Therefore, if I don't pay my own passage in the ship you go in, sir, I'll pay my own passage in another. And mark my words, if I go alone it shall be, to carry out the principle, in the rottenest, craziest, leakingest tub of a wessel that a place can be got in for love or money. So if I'm lost upon the way, sir, there'll be a drowned man at your door--and always a-knocking double knocks at it, too, or never trust me!'
'This is mere folly,' said Martin.
'Very good, sir,' returned Mark. 'I'm glad to hear it, because if you don't mean to let me go, you'll be more comfortable, perhaps, on account of thinking so. Therefore I contradict no gentleman. But all I say is, that if I don't emigrate to America in that case, in the beastliest old cockle-shell as goes out of port, I'm--'
'You don't mean what you say, I'm sure,' said Martin.
'Yes I do,' cried Mark.
'I tell you I know better,' rejoined Martin.
'Very good, sir,' said Mark, with the same air of perfect satisfaction. 'Let it stand that way at present, sir, and wait and see how it turns out. Why, love my heart alive! the only doubt I have is, whether there's any credit in going with a gentleman like you, that's as certain to make his way there as a gimlet is to go through soft deal.'
This was touching Martin on his weak point, and having him at a great advantage. He could not help thinking, either, what a brisk fellow this Mark was, and how great a change he had wrought in the atmosphere of the dismal little room already.
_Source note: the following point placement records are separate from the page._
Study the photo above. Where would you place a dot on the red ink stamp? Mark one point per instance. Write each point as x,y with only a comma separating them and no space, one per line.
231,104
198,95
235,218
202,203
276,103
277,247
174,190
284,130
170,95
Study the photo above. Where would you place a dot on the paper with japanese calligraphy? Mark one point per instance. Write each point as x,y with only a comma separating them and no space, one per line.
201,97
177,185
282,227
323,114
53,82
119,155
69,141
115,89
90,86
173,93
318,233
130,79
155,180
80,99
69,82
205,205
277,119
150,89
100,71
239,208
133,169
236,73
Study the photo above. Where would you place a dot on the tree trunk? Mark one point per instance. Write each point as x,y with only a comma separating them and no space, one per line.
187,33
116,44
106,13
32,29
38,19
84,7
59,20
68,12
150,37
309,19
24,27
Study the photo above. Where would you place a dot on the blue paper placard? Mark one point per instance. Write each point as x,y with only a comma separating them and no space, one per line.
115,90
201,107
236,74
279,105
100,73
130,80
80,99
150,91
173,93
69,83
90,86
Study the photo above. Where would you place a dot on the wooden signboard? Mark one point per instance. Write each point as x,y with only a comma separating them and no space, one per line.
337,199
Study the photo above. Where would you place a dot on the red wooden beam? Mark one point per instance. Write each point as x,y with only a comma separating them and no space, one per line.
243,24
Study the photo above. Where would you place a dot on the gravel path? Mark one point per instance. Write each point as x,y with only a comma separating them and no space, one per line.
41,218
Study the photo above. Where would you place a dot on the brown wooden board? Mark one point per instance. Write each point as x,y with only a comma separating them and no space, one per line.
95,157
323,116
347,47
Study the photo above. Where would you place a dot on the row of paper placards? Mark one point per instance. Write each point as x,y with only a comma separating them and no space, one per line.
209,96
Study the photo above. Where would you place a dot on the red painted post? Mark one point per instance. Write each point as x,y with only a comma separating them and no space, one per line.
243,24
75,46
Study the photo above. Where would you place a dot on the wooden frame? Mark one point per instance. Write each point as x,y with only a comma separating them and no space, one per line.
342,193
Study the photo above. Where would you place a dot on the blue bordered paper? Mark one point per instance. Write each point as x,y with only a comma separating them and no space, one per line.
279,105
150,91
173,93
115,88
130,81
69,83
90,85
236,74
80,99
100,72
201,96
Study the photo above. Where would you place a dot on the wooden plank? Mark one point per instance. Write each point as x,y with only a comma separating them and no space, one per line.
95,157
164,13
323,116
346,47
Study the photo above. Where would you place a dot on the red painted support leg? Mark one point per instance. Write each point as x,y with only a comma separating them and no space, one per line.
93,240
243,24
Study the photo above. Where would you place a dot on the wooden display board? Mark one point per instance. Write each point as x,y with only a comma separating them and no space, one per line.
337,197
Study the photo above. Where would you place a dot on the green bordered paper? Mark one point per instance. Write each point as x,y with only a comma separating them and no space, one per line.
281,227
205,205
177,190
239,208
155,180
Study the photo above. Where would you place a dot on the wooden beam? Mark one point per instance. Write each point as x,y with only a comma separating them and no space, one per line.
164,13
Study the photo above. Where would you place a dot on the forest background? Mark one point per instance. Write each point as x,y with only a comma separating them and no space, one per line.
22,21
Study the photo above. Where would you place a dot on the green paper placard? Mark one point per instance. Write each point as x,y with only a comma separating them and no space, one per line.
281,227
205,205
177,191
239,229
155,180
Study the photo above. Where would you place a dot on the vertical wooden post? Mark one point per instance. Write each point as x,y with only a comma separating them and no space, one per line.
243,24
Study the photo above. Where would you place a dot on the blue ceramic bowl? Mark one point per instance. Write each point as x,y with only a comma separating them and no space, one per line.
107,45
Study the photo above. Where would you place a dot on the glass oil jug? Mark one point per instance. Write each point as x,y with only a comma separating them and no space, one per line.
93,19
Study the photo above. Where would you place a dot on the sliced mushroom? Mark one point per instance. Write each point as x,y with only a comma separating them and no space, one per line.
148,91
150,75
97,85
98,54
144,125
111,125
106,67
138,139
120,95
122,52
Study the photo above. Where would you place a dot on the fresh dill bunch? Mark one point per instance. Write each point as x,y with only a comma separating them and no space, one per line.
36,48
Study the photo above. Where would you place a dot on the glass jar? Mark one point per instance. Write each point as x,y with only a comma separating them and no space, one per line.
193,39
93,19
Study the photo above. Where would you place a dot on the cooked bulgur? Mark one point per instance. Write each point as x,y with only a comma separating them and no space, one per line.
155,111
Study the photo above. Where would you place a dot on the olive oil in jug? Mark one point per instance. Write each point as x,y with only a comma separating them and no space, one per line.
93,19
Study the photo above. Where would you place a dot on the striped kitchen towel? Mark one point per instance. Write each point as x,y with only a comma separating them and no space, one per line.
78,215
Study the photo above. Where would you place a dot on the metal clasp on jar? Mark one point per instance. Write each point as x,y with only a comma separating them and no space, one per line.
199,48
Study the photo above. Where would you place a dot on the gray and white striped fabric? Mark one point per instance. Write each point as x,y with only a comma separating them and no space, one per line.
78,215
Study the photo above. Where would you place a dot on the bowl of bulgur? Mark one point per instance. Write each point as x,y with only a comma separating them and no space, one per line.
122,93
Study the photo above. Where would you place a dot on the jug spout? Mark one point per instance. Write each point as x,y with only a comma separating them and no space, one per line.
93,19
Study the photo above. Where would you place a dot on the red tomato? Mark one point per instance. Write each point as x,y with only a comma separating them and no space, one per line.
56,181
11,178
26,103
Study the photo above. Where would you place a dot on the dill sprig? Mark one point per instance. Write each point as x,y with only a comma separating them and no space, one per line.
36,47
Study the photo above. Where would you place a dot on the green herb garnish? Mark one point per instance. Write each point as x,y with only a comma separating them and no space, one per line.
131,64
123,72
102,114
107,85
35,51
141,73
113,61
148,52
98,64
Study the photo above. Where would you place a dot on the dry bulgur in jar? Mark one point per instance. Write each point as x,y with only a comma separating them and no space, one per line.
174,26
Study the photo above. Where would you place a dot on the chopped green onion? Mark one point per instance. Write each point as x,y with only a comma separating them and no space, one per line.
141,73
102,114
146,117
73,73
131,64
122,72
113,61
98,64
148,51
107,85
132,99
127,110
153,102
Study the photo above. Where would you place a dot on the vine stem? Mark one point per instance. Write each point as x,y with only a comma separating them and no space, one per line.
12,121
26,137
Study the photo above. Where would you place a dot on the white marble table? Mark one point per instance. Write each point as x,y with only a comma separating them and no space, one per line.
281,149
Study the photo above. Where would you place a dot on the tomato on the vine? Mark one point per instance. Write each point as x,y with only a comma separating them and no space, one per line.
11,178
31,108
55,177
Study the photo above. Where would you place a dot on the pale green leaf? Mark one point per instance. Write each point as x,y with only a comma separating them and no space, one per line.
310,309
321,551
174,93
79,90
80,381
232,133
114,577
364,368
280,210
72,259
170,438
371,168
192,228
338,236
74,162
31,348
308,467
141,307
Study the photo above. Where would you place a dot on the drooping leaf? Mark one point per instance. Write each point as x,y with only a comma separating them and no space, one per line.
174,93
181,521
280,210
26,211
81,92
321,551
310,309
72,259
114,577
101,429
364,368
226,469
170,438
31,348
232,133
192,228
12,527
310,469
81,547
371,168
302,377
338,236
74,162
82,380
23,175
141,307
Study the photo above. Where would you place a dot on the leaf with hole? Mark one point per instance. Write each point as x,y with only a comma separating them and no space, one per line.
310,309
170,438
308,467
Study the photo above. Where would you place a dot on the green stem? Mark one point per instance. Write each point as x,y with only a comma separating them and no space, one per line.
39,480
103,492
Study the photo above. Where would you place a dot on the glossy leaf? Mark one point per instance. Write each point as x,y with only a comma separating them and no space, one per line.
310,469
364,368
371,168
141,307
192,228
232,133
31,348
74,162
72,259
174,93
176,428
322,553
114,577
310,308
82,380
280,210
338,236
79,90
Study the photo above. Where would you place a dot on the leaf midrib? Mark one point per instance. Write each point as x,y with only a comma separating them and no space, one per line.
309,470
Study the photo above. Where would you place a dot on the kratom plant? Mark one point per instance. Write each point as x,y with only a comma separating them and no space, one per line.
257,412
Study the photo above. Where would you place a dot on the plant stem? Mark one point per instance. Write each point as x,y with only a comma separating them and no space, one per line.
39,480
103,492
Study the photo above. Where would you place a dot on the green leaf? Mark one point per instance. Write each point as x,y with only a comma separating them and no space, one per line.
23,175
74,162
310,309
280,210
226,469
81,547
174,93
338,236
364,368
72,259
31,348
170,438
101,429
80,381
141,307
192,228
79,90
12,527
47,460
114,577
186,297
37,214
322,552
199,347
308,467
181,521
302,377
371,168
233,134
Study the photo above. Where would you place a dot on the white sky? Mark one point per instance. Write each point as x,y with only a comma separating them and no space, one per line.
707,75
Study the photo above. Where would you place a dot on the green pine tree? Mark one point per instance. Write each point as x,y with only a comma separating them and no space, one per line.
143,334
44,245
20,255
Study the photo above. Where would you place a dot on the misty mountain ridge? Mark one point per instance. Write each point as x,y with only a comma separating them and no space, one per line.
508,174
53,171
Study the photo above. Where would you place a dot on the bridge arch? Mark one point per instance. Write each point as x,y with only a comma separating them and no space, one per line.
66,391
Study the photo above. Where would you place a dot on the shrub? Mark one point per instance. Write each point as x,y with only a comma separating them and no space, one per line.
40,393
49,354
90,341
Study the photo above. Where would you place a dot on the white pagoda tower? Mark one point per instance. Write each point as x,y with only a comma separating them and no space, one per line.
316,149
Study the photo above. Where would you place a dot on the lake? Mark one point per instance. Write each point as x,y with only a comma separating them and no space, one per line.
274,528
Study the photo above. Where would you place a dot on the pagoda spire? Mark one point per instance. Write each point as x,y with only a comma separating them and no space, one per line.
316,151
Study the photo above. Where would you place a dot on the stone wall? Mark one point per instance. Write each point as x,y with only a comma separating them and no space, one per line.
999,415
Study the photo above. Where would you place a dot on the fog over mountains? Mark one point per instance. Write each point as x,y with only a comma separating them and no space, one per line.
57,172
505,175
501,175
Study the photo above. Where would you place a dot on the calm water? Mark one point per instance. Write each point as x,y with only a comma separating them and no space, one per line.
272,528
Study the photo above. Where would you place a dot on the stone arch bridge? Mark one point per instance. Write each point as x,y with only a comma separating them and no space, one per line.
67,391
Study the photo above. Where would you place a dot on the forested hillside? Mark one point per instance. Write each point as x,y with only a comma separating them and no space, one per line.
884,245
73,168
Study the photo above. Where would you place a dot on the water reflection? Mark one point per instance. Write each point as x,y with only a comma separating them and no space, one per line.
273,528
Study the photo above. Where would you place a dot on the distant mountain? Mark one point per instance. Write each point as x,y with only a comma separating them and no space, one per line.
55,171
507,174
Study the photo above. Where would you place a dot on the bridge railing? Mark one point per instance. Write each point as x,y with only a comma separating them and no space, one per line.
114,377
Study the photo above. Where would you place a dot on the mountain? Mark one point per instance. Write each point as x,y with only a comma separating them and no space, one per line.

'Why, certainly, Mark,' he said, 'I have hopes of doing well there, or I shouldn't go. I may have the qualifications for doing well, perhaps.'
'Of course you have, sir,' returned Mark Tapley. 'Everybody knows that.'
'You see,' said Martin, leaning his chin upon his hand, and looking at the fire, 'ornamental architecture applied to domestic purposes, can hardly fail to be in great request in that country; for men are constantly changing their residences there, and moving further off; and it's clear they must have houses to live in.'
'I should say, sir,' observed Mark, 'that that's a state of things as opens one of the jolliest look-outs for domestic architecture that ever I heerd tell on.'
Martin glanced at him hastily, not feeling quite free from a suspicion that this remark implied a doubt of the successful issue of his plans. But Mr Tapley was eating the boiled beef and bread with such entire good faith and singleness of purpose expressed in his visage that he could not but be satisfied. Another doubt arose in his mind however, as this one disappeared. He produced the blank cover in which the note had been enclosed, and fixing his eyes on Mark as he put it in his hands, said:
'Now tell me the truth. Do you know anything about that?'
Mark turned it over and over; held it near his eyes; held it away from him at arm's length; held it with the superscription upwards and with the superscription downwards; and shook his head with such a genuine expression of astonishment at being asked the question, that Martin said, as he took it from him again:
'No, I see you don't. How should you! Though, indeed, your knowing about it would not be more extraordinary than its being here. Come, Tapley,' he added, after a moment's thought, 'I'll trust you with my history, such as it is, and then you'll see more clearly what sort of fortunes you would link yourself to, if you followed me.'
'I beg your pardon, sir,' said Mark; 'but afore you enter upon it will you take me if I choose to go? Will you turn off me--Mark Tapley--formerly of the Blue Dragon, as can be well recommended by Mr Pinch, and as wants a gentleman of your strength of mind to look up to; or will you, in climbing the ladder as you're certain to get to the top of, take me along with you at a respectful dutance? Now, sir,' said Mark, 'it's of very little importance to you, I know. there's the difficulty; but it's of very great importance to me, and will you be so good as to consider of it?'
If this were meant as a second appeal to Martin's weak side, founded on his observation of the effect of the first, Mr Tapley was a skillful and shrewd observer.